Un fatto curioso riscontrato nelle persone di città è più una rimozione che un mito: non esistono sentieri. Da un punto all’altro ci si sposta seguendo l’asfalto, nel peggiore dei casi esiste una strada sterrata. Tra una striscia di asfalto e l’altra non c’è niente di percorribile. In realtà, dato che la maggior parte si sposta in macchina, questo è del tutto comprensibile: per riprendere le parole di Wu Ming 2, quando ci si muove in macchina si è chiusi dentro una scatola. Non solo non esiste niente di percorribile aldilà della striscia di asfalto su cui rotolano gli pneumatici: è la quasi totalità della realtà esterna a non esistere.

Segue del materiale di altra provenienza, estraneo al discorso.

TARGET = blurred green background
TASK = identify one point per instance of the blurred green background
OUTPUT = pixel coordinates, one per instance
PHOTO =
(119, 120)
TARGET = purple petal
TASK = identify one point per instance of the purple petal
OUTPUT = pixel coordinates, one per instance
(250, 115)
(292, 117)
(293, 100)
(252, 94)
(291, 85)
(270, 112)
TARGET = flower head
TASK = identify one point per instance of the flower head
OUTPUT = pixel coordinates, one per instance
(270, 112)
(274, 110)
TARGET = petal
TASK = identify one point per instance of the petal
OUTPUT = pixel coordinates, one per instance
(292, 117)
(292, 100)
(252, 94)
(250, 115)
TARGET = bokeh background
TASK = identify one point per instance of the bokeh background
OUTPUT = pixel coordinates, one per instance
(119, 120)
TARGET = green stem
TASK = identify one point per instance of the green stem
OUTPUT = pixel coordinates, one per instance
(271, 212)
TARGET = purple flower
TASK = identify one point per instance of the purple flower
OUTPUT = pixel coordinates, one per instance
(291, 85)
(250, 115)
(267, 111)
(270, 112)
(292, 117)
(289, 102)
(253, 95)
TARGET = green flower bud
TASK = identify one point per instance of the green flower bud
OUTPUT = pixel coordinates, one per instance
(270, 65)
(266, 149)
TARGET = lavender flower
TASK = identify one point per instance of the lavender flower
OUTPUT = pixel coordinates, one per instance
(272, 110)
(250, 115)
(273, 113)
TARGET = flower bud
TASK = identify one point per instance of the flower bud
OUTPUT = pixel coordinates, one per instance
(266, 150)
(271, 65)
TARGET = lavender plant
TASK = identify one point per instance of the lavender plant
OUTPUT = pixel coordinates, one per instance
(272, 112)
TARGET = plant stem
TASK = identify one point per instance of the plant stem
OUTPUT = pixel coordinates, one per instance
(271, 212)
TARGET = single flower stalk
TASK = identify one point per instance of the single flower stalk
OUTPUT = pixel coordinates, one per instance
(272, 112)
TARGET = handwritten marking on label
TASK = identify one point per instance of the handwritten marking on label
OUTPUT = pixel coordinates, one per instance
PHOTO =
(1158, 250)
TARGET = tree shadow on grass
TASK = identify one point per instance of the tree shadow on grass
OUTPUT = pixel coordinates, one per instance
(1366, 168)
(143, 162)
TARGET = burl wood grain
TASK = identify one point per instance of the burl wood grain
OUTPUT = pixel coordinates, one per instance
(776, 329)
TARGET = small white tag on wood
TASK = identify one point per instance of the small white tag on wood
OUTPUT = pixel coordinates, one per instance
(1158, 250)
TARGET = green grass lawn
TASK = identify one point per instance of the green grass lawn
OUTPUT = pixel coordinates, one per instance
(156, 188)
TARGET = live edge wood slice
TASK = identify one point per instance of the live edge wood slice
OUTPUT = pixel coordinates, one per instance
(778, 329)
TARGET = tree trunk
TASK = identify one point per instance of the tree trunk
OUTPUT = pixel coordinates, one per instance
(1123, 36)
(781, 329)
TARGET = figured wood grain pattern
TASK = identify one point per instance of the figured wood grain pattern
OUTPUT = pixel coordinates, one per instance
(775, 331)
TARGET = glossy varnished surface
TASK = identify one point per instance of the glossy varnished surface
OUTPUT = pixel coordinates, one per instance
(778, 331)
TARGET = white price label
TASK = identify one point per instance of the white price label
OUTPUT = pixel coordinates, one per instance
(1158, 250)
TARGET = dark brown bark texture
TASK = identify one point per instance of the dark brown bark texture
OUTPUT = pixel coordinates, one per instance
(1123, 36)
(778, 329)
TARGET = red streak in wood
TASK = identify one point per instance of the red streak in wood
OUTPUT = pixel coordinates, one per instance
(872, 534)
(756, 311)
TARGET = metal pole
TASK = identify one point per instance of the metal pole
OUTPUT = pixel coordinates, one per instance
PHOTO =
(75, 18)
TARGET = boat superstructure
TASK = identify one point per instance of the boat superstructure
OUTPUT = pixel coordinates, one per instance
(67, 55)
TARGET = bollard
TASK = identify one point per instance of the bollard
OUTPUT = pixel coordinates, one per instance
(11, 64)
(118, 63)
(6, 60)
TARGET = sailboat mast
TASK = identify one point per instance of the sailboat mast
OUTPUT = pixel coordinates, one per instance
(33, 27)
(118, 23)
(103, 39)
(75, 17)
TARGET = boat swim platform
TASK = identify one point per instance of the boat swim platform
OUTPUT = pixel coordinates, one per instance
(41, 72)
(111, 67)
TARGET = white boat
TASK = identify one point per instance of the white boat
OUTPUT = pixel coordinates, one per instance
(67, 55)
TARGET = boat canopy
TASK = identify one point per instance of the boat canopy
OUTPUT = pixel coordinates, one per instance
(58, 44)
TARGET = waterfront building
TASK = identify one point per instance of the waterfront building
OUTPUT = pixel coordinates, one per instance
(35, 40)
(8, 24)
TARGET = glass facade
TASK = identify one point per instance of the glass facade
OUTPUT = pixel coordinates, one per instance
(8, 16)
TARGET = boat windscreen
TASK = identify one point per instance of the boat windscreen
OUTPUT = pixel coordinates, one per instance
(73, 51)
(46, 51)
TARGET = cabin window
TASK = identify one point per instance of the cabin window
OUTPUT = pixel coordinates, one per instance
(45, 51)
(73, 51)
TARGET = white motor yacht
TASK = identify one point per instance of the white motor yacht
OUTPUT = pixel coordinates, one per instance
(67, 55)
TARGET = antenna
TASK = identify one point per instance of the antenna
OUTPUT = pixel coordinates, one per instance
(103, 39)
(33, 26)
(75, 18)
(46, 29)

Il mezzo di trasporto influenza profondamente il modo di percepire la realtà circostante. In macchina, se si dispone di aria condizionata funzionante, addirittura la temperatura esterna diventa irrilevante. A piedi, si impara ad apprezzare piccole cose che diversamente sarebbe stato difficile immaginare di apprezzare a tal punto: l’ombra di un albero, un minuscolo corso d’acqua, una brezza rinfrescante, un albero di fichi sul ciglio del sentiero. In una giornata di cammino sotto il sole intenso lungo un percorso scarsamente ombreggiato, siamo stati per almeno mezz’ora a discutere della possibilità che una nuvola si avvicinasse e nascondesse la fonte del nostro momentaneo patimento termico, naso all’insù guardando il cielo e parlando della forma della nuvola che avrebbe dovuto salvare la nostra pelle sudata, della direzione del vento, dei movimenti e le mutazioni del bianco e dell’azzurro. Quando l’agognata nuvola ha esaudito i nostri desideri. Cambiano gli argomenti di discussione, cambiano le proporzioni del tempo loro dedicato, cambia la percezione della realtà. Chi vuole fare una passeggiata domenicale, spera di trovare una giornata di sole. Chi cammina per una settimana, spera di trovare il sole coperto che magari farebbe rinunciare alla passeggiata domenicale perché “c’è brutto tempo”.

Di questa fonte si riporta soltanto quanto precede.